Visualization as Network Graph#

We can visualize the most frequent bigrams as a network graph.

# Select bigrams that occur more than e.g., 8 times
threshold = 8
graph_data = match_counts[match_counts['count'] > threshold]

G = nx.DiGraph()
for _, row in graph_data.iterrows():
    G.add_edge(row['word1'], row['word2'], weight=row['count'])

plt.figure(figsize=(12, 8))
pos = nx.spring_layout(G, k=0.5)
edges = G.edges()
weights = [G[u][v]['weight'] for u,v in edges]
nx.draw(G, pos, with_labels=True, node_color='lightgreen', edge_color=weights, width=2.0, edge_cmap=plt.cm.Greens, arrows=True)
plt.title('Network Graph of Frequent Bigrams')
plt.show()

_images/caa286edf07f13b4d9b949e9d859752d3825142216a0556a7c224d6110803c4f.png

Save Graph and Results#

You can save the graph and results as CSV files.
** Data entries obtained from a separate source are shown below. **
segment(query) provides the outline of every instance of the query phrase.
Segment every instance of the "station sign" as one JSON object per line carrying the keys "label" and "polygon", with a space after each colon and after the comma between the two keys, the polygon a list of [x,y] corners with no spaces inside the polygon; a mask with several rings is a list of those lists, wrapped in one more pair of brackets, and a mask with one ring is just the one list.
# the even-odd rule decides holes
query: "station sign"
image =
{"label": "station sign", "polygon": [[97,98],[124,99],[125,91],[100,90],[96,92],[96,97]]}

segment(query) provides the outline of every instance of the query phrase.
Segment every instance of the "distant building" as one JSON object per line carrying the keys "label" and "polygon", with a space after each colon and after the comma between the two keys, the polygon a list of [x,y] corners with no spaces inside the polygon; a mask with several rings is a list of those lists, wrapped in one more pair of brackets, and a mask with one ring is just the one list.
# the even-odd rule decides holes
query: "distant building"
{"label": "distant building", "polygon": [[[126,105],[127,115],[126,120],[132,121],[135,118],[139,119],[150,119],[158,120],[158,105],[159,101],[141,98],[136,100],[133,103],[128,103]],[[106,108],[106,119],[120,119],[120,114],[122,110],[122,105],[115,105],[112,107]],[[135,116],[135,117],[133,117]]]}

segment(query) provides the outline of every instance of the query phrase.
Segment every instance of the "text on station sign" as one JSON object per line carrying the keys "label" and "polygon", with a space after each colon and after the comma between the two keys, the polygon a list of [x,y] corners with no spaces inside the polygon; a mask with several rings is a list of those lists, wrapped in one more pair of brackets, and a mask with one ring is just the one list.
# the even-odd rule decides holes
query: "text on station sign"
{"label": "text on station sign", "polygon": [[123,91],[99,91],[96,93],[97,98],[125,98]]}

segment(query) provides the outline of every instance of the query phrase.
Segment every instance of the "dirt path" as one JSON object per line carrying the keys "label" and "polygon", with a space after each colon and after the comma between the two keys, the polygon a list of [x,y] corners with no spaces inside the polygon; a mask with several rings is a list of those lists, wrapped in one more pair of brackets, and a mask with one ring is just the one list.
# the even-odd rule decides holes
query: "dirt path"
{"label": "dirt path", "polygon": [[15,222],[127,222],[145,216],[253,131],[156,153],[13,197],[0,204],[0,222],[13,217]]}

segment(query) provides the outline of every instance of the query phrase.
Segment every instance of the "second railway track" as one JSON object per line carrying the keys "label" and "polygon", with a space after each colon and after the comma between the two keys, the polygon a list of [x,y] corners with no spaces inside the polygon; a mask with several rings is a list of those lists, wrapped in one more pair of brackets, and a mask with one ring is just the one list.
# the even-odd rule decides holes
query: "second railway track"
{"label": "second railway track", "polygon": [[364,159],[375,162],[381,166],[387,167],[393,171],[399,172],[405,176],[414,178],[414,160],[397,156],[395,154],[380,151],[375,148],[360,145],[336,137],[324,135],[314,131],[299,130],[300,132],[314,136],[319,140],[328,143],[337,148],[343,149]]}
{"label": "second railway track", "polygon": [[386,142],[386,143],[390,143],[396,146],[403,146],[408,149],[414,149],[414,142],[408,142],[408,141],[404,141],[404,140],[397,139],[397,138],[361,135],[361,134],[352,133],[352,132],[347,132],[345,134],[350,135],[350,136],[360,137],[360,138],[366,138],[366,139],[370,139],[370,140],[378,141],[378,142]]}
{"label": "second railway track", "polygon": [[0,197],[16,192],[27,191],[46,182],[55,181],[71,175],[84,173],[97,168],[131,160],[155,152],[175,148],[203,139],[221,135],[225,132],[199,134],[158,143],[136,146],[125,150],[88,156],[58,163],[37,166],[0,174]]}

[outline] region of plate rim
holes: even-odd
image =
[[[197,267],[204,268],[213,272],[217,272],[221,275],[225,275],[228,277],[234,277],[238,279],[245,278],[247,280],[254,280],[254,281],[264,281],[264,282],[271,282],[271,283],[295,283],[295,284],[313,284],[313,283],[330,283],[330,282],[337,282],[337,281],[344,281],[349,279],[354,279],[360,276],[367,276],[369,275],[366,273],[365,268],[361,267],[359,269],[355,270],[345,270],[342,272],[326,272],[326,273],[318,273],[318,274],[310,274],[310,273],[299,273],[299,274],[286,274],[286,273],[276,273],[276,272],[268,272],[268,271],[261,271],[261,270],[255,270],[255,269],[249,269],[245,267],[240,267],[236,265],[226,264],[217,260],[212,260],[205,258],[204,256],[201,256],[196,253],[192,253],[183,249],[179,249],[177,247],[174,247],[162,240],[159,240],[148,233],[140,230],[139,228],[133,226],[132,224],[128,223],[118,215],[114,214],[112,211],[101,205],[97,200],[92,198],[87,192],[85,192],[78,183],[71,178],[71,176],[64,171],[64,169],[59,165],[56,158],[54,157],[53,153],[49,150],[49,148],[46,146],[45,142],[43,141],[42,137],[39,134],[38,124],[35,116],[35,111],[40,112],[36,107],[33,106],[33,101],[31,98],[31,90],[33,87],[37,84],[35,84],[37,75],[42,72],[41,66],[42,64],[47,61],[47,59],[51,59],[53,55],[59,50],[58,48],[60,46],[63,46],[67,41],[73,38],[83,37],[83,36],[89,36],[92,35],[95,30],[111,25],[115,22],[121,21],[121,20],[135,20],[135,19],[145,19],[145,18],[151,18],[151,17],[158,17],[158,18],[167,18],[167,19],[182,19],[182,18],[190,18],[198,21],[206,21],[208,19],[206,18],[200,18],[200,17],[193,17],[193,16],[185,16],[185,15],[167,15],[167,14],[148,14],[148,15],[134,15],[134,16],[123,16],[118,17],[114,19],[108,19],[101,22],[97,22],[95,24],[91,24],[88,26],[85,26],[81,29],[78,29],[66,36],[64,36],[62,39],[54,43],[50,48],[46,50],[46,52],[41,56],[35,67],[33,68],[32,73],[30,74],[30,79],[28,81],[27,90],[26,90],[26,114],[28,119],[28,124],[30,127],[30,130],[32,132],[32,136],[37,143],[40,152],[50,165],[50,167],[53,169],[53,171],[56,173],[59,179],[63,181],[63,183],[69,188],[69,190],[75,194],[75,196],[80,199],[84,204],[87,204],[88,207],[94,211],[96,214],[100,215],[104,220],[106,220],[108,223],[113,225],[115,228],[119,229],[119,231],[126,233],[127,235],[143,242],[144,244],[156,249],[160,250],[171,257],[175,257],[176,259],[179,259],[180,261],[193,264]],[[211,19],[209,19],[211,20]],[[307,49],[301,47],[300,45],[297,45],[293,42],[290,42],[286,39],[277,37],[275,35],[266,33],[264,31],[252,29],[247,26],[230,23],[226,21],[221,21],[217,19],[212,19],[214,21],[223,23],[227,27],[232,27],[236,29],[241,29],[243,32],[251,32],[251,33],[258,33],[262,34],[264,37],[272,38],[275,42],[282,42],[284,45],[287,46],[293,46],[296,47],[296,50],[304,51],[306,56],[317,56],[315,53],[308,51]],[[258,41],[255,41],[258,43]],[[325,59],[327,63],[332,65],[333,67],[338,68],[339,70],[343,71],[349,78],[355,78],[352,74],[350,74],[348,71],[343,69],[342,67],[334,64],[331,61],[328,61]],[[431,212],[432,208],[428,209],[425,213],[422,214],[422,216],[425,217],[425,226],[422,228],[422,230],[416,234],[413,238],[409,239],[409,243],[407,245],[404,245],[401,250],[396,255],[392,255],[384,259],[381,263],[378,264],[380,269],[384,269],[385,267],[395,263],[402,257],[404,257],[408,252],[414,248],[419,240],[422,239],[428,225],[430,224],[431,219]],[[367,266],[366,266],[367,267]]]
bigram_counts_filtered.to_csv('results_bigrams_filtered.csv', index=False)
match_counts.to_csv('results_bigrams_match.csv', index=False)
plt.savefig('graphics/bigram_network.png', bbox_inches='tight', dpi=150)
print('Results and graph saved.')

Results and graph saved.

<Figure size 640x480 with 0 Axes>

Other studies#

The bigram analysis of Trykkefrihedens Skrifter can be extended with several complementary approaches:

Expand pattern matching to explore other semantic domains (e.g., political terms, social concepts, religious language) and identify distinctive phrase patterns.
Analyze temporal changes in bigram usage by comparing frequent word pairs across different publication periods.
Investigate trigram and n-gram patterns to explore longer phrase structures and multi-word expressions.
Apply network analysis techniques to identify central nodes and communities in the bigram network.
Compare bigram patterns with other historical Danish text collections to identify genre-specific or period-specific linguistic features.
Explore the relationship between bigram frequency and semantic coherence to identify meaningful versus coincidental co-occurrences.
Analyze bigram patterns in specific volumes or series to identify thematic or stylistic variations.
Integrate bigram analysis with topic modeling to understand how word pairs contribute to broader thematic structures.